Docs: Rewrite Bazel pages to clarify intended user: Tutorials, part7
PiperOrigin-RevId: 363992464
diff --git a/site/docs/tutorial/android-app.md b/site/docs/tutorial/android-app.md
index db0637f..36be5b4 100644
--- a/site/docs/tutorial/android-app.md
+++ b/site/docs/tutorial/android-app.md
@@ -34,18 +34,18 @@
### Install Bazel
-You will need to install the following software:
+Before you begin the tutorial, install the following software:
* **Bazel.** To install, follow the [installation instructions](../install.md).

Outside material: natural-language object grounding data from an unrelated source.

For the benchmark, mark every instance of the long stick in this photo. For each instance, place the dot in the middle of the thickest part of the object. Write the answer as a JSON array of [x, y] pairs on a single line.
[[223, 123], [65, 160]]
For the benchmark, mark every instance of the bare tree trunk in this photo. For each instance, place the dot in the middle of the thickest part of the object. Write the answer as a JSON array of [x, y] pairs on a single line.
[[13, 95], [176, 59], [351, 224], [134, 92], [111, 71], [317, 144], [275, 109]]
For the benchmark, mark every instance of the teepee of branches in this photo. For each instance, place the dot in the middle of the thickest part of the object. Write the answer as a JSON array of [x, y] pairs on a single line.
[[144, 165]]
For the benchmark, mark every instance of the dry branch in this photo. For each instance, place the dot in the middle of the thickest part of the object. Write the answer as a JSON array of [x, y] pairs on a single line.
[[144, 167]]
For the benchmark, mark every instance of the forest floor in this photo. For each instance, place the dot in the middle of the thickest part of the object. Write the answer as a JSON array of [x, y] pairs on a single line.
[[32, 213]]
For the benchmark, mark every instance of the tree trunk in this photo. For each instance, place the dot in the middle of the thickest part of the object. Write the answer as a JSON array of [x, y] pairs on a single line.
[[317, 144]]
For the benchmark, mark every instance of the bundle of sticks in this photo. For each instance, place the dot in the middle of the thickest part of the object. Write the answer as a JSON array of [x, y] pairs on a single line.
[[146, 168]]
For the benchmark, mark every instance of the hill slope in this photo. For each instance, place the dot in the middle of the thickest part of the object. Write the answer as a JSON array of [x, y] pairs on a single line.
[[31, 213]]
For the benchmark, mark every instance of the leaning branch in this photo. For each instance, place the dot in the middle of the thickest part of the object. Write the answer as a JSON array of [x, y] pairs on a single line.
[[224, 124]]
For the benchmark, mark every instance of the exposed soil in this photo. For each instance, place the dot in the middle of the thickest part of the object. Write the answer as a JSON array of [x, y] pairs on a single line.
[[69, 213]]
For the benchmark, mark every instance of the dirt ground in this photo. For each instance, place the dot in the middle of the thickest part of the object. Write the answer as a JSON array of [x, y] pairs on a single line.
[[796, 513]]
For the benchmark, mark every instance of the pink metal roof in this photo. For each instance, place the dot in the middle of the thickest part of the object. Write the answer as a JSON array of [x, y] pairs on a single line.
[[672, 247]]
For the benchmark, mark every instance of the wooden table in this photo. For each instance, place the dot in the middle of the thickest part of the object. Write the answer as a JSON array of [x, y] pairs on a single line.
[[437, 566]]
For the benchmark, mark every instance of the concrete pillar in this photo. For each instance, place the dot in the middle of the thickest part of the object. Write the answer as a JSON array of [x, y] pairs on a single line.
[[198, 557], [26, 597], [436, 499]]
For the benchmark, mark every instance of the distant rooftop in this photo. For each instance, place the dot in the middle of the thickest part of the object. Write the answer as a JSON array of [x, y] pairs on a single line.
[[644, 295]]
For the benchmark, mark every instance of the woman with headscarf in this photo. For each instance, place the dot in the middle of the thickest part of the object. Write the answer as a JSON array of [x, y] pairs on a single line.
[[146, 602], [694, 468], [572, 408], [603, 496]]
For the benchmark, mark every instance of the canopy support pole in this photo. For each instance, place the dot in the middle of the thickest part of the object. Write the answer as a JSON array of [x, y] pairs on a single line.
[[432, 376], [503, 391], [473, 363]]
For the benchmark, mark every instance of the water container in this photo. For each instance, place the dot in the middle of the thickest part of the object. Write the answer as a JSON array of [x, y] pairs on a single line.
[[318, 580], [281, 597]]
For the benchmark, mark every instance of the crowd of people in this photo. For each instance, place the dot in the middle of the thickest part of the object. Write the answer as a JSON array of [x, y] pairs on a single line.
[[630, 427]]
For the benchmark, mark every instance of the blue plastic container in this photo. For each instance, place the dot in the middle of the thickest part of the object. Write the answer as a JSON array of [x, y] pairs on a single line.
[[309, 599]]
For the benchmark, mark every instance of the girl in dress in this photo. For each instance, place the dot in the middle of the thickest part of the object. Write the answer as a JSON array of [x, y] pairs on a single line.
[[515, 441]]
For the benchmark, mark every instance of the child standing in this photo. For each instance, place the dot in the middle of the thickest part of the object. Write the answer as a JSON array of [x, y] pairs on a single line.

* **Android Studio.** To install, follow the steps to [download Android
Studio](https://developer.android.com/sdk/index.html). Execute the setup
wizard to download the SDK and configure your environment.
-* (Optional) **Git.** We will use `git` to download the Android app project.
+* (Optional) **Git.** Use `git` to download the Android app project.
### Get the sample project
-We will be using a basic Android app project in [Bazel's examples
-repository](https://github.com/bazelbuild/examples).
+For the sample project, use a basic Android app project in
+[Bazel's examples repository](https://github.com/bazelbuild/examples).
This app has a single button that prints a greeting when clicked.
@@ -64,7 +64,7 @@
### Review the source files
-Let's take a look at the source files for the app.
+Take a look at the source files for the app.
```
.
@@ -308,7 +308,7 @@
### Build the app
-Let's try building the app! Run the following command to build the
+Try building the app! Run the following command to build the
`android_binary` target:
```bash
diff --git a/site/docs/tutorial/cc-toolchain-config.md b/site/docs/tutorial/cc-toolchain-config.md
index 3c0103a..5502f2b 100644
--- a/site/docs/tutorial/cc-toolchain-config.md
+++ b/site/docs/tutorial/cc-toolchain-config.md
@@ -28,10 +28,9 @@
### Set up the build environment
-This tutorial assumes you are on Linux on which you have successfully built
-C++ applications - in other words, we assume that appropriate tooling and
-libraries have been installed. The tutorial uses `clang version 9.0.1` which you
-can install on your system.
+This tutorial assumes you are on Linux and have successfully built
+C++ applications and installed the appropriate tooling and libraries.
+The tutorial uses `clang version 9.0.1`, which you can install on your system.
Set up your build environment as follows:
@@ -71,23 +70,24 @@
```
For an entry `build:{config_name} --flag=value`, the command line flag
-`--config={config_name}` will be associated with that particular flag. See
+`--config={config_name}` is associated with that particular flag. See
documentation for the flags used:
[crosstool_top](../user-manual.html#flag--crosstool_top),
[cpu](../user-manual.html#flag--cpu) and
[host_crosstool_top](../user-manual.html#flag--host_crosstool_top).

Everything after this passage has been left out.